What I've realised — and what's often left out in early designs — is just how demanding the manufacturing process really is. It's one thing to imagine a form; it's another to make it real, to adapt when the materials push back. That part — the unglamorous, stubborn bit — needs to be considered from the start. Because it changes everything.
Evaluation
At the simplest level, it will be a success if it works — if the light comes on, if the sensor listens, if the pieces hold together. But really, I'll know it's right if my mother, for whom this lamp is a gift, can sit with it, enjoy its company, and feel something warm in return.

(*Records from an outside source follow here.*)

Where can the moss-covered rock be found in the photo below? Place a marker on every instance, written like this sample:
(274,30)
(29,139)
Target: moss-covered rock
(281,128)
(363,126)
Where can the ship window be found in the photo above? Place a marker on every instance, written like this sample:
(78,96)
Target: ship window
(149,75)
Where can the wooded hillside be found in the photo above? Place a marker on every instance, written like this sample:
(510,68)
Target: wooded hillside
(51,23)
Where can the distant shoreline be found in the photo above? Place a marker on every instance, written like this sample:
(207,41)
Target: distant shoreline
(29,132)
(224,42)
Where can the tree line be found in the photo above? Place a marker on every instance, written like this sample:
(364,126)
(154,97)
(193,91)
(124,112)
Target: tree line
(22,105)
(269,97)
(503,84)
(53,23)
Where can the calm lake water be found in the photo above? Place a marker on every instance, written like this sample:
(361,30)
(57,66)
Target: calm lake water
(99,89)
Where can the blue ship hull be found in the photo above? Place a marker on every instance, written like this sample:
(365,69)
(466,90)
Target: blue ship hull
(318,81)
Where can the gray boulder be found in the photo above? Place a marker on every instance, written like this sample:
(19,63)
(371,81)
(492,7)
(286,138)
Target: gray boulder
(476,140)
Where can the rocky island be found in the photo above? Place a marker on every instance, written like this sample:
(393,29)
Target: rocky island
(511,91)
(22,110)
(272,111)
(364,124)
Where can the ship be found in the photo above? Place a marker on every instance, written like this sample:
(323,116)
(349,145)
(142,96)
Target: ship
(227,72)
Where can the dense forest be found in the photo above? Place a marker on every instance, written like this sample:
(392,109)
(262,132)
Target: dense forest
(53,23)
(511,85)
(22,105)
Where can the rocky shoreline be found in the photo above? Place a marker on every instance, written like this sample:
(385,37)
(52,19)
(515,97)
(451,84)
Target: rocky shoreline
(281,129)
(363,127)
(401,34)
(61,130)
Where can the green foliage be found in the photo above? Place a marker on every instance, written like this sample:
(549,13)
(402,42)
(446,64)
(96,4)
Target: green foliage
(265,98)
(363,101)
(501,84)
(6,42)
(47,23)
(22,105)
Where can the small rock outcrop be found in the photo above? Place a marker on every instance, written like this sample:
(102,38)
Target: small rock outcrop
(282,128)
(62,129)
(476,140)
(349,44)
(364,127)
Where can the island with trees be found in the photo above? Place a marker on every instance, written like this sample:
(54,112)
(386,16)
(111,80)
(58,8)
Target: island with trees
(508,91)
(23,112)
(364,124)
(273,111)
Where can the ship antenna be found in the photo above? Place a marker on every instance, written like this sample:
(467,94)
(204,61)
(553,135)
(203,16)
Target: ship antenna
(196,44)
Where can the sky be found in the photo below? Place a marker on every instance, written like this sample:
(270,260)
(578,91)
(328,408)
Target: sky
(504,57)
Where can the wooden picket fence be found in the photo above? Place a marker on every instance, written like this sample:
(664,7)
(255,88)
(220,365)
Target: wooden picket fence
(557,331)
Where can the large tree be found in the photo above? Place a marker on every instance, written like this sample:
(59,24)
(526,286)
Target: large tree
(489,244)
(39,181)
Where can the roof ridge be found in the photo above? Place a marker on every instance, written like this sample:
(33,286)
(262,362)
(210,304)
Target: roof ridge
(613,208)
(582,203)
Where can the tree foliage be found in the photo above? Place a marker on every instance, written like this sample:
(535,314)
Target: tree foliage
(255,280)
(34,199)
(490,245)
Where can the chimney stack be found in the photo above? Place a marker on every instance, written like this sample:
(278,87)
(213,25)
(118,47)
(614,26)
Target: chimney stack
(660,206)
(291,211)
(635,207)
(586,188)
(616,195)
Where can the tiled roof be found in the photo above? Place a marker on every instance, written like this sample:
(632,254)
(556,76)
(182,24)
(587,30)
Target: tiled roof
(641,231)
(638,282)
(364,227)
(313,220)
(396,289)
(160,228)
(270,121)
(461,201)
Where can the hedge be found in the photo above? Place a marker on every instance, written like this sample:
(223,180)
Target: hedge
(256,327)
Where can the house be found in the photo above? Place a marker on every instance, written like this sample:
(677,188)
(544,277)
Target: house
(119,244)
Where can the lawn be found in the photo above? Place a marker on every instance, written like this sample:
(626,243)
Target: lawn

Of course, the perfectionist in me wants more — that the joins align just so, that people notice the care in the form, the materials, the quietness of it. I had ambitions of moulds and boxes and extra features I didn't have time to realise. That's okay. What matters is that it stands on its own.
When I began this course, I came from real estate and finance — I had never built anything with my hands. But I always dreamed of making. Of shaping something, not just managing it.
So this lamp is more than a project. It's the beginning of a new story. A move from admiring to doing. If it lights up, if it stands proud, if it carries a little of my intent — then it's already a success. The rest is just refinement.